[HN Gopher] Content-aware image resizing in JavaScript
___________________________________________________________________
Content-aware image resizing in JavaScript
Author : mmazzarolo
Score : 436 points
Date : 2021-04-16 22:20 UTC (1 days ago)
(HTM) web link (trekhleb.dev)
(TXT) w3m dump (trekhleb.dev)
| purplecats wrote:
| Is there an opposite of this, where it will expand an image size?
| sillysaurusx wrote:
| It'd be pretty interesting to train an ML model. You could
| generate a bunch of training examples: downsize lots of images,
| then use the upsized versions as targets.
|
| It's not quite the same thing as superresolution, since it's
| seam carving.
| liuliu wrote:
| Yeah, I believe Seam Carving paper did this. Pretty simple,
| find the low-energy path and do linear interpolation between
| the two neighboring pixels (I think it also introduced some
| tricks to find n low-energy paths at once to avoid inserting
| into the same path again and again).
|
| But like the top comment pointed out.

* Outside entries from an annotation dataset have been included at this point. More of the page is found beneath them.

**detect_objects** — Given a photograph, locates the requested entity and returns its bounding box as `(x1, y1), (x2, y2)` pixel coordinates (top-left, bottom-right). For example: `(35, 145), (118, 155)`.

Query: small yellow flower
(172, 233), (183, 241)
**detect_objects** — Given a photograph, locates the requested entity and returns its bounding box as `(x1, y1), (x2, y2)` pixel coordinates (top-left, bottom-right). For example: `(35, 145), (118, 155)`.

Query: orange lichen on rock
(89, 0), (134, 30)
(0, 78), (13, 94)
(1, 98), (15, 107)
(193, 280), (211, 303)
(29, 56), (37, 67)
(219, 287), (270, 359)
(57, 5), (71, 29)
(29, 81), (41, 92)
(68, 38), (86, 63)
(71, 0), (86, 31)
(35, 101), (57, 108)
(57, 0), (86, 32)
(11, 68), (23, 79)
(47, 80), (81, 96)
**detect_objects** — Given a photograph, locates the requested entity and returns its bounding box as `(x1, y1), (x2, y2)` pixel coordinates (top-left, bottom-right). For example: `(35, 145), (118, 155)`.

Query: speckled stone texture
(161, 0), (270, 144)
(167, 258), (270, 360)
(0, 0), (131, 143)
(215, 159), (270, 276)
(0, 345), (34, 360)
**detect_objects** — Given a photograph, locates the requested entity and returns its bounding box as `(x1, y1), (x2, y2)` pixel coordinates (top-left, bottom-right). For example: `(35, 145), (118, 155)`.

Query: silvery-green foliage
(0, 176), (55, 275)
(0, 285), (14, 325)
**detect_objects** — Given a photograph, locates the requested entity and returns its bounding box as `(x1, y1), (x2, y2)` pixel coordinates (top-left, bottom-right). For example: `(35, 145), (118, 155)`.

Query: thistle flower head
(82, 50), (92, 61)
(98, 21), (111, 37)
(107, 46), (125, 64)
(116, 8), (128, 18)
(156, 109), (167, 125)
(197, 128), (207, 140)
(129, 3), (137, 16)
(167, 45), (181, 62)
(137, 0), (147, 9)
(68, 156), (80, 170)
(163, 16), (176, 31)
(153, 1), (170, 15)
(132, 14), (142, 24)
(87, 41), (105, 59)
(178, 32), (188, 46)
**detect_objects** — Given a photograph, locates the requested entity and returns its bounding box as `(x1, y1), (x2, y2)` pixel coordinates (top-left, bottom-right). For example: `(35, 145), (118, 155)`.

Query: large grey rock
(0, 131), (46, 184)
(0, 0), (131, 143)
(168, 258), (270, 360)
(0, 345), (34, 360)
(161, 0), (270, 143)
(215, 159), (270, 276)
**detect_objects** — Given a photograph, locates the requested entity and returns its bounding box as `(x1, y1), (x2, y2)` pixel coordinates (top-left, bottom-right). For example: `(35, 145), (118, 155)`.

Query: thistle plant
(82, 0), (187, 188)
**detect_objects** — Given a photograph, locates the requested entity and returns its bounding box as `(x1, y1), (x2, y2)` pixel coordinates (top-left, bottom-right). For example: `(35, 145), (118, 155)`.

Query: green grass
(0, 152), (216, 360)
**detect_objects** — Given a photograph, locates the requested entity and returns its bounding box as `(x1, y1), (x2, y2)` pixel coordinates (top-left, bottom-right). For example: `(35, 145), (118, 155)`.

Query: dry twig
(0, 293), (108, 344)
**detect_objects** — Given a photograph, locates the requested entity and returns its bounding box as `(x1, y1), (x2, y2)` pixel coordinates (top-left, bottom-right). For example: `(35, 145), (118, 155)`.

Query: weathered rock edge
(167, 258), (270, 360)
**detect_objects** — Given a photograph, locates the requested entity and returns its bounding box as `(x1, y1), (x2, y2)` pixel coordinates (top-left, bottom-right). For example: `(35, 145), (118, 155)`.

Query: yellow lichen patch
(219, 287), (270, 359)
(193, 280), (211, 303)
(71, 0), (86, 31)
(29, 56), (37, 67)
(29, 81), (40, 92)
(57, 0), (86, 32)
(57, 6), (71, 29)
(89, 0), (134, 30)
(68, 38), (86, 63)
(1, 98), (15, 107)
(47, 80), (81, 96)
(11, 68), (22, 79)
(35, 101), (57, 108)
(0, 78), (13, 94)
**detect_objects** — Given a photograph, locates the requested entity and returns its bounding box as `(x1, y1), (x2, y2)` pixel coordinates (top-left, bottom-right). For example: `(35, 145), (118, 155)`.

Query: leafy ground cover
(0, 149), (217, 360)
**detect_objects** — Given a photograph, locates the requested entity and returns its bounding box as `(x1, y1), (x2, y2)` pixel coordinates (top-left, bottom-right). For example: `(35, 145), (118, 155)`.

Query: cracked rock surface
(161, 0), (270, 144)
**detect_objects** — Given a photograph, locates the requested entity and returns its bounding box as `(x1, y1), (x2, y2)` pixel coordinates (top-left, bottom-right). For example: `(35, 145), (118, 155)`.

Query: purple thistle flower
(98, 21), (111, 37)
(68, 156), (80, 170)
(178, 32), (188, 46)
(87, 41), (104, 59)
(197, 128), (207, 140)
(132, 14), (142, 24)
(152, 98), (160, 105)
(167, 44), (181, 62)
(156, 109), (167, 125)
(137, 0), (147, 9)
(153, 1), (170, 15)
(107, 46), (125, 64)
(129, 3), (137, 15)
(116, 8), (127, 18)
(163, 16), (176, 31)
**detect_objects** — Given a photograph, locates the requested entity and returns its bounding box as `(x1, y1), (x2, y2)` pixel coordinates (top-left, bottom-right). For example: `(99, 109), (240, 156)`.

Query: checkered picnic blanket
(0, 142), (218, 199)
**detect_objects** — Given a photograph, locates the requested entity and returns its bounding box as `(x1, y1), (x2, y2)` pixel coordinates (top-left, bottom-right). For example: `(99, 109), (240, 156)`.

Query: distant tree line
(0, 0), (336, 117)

This algorithm is easy to
| implement and interesting, but in real-world examples are not
| better than salient object detection + cropping.
| ska wrote:
| That's more related to a problem known as infilling. Generally
| throwing out information is a lot easier than generating it.
| You can do some statistical things by sampling other points of
| the image into newly created "gap" but it will probably look
| bad if fully automated, at least on big changes.
|
| There's an obvious version of the algorithm in that direction.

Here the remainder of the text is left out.